If you just want the count of relations use the count and group by together like
SELECT contactee_id,count(contacter_id) FROM contacts group by contactee_id;
This will give you all the contactee_id and the number of contacter_id's for each contactee
Run query for some records and then save the id of the last record in a table or filesystem, start next query from that id and update it every cycle.
When the customer place an order, the item_id and option_id are stored in the order_items table, from there it will generate invoice for the customer. However the price of the item always change every few months and it will affect old invoices information.
What are the solution to fix this problem? I do not want to store the price and item name in the order_items table.
I have read the possible solution is to create history_prices table (audit system via trigger or SQL insert query manually via php?), is Audit best solution or is there any other solution?
Can you provide example how do I create history_prices table, so when I change the price from item_options.option_price - it will be stored into history_prices table?
Right now I have over 200,000 rows in item_options table, do I need to copy the prices into history_prices?
I need an efficient way so the invoices will not be affected from the new price change.
item_options table:
mysql> desc item_options;
+---------------+--------------+------+-----+---------+----------------+
| Field | Type | Null | Key | Default | Extra |
+---------------+--------------+------+-----+---------+----------------+
| option_id | int(11) | NO | PRI | NULL | auto_increment |
| item_id | int(11) | YES | MUL | NULL | |
| option_name | varchar(100) | YES | | NULL | |
| option_price | int(11) | YES | | NULL | |
+---------------+--------------+------+-----+---------+----------------+
order_items table:
mysql> desc order_items;
+----------------+---------+------+-----+---------+----------------+
| Field | Type | Null | Key | Default | Extra |
+----------------+---------+------+-----+---------+----------------+
| order_items_id | int(11) | NO | PRI | NULL | auto_increment |
| order_id | int(11) | NO | | NULL | |
| item_id | int(11) | NO | | NULL | |
| option_id | int(11) | NO | | NULL | |
+----------------+---------+------+-----+---------+----------------+
Check the following designs out:
Design 1: Stores a rolling history of changes to the item (New row if anything changes: name, description, price).

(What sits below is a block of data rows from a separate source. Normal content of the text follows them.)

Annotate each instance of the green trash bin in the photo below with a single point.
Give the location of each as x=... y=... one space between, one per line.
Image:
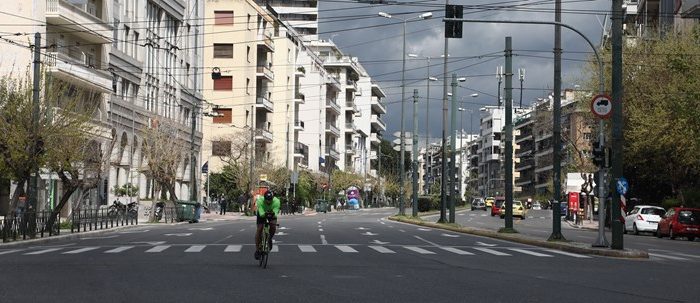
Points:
x=186 y=210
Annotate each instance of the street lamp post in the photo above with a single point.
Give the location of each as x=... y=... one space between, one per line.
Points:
x=403 y=102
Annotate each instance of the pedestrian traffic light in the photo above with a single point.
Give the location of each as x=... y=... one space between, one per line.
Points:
x=453 y=29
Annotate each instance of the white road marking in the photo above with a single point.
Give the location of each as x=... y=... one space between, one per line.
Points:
x=158 y=248
x=491 y=251
x=527 y=252
x=195 y=248
x=382 y=249
x=456 y=251
x=118 y=249
x=39 y=252
x=77 y=251
x=307 y=248
x=567 y=253
x=233 y=248
x=345 y=248
x=419 y=250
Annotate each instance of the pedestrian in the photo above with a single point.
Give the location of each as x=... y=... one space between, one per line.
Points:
x=222 y=204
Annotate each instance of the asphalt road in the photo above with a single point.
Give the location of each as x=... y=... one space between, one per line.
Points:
x=338 y=257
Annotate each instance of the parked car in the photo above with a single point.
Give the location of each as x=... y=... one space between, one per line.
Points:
x=489 y=201
x=680 y=222
x=643 y=218
x=519 y=210
x=478 y=203
x=496 y=206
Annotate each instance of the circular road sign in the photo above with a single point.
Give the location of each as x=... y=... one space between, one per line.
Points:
x=601 y=106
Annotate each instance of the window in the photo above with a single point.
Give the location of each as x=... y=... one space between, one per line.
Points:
x=225 y=83
x=223 y=50
x=221 y=148
x=223 y=17
x=223 y=115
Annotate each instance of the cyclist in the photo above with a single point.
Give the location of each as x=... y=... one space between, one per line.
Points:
x=268 y=207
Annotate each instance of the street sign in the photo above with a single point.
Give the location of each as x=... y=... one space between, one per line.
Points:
x=622 y=186
x=601 y=106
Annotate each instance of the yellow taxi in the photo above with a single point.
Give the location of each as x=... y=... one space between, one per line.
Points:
x=489 y=201
x=519 y=210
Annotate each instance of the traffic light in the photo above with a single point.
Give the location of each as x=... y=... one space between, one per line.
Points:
x=453 y=29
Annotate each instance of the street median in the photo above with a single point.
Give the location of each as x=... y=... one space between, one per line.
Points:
x=568 y=246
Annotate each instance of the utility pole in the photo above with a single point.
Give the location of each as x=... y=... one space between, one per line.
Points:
x=453 y=143
x=509 y=135
x=34 y=174
x=556 y=128
x=617 y=138
x=415 y=153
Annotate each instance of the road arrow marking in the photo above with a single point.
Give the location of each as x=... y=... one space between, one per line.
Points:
x=485 y=244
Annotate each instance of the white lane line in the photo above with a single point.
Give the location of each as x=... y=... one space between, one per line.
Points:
x=158 y=248
x=419 y=250
x=456 y=251
x=668 y=257
x=233 y=248
x=382 y=249
x=195 y=248
x=491 y=251
x=345 y=248
x=567 y=253
x=77 y=251
x=118 y=249
x=307 y=248
x=527 y=252
x=39 y=252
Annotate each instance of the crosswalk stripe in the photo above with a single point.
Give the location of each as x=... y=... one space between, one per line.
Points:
x=158 y=248
x=419 y=250
x=491 y=251
x=527 y=252
x=118 y=249
x=233 y=248
x=382 y=249
x=345 y=248
x=39 y=252
x=195 y=248
x=307 y=248
x=669 y=257
x=9 y=251
x=567 y=253
x=77 y=251
x=456 y=251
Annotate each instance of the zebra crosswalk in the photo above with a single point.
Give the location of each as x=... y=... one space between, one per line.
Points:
x=297 y=248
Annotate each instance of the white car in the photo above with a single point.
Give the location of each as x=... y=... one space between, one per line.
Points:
x=643 y=218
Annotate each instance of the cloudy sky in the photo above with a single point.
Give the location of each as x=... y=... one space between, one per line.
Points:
x=377 y=41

Design 2: New row on Price change only.
Alternatively, you can store the price with the order itself.
This is a matter of opinion, some will agree that a historical price lookup will be ok, my opinion is that it is not.
The problem with looking up a history of prices and determining the invoice price from that is there is plenty of room for error. You will have several pieces of logic used to determine the right price, all of which are prone to errors. You could forget to convert the time zone of the invoice, and this could cause it to be on the wrong side of a price change. You could forget to make any applied discounts or coupon codes date sensitive, etc. What about ever changing shipping charges?
It is best to store the actual invoice price with the invoice itself. Disk space is cheap, use the redundancy to sleep better at night.
The best thing you can do is creating a a column in order_items for the price. And that's also the most straightforward.
If you want to create a table with price history for reporting use, that might be fine. But do not give yourself the painful headache of querying the price history just to get some items' price. The price IS an attribute of the item. The price might change due to promotion, discount, special offer, etc.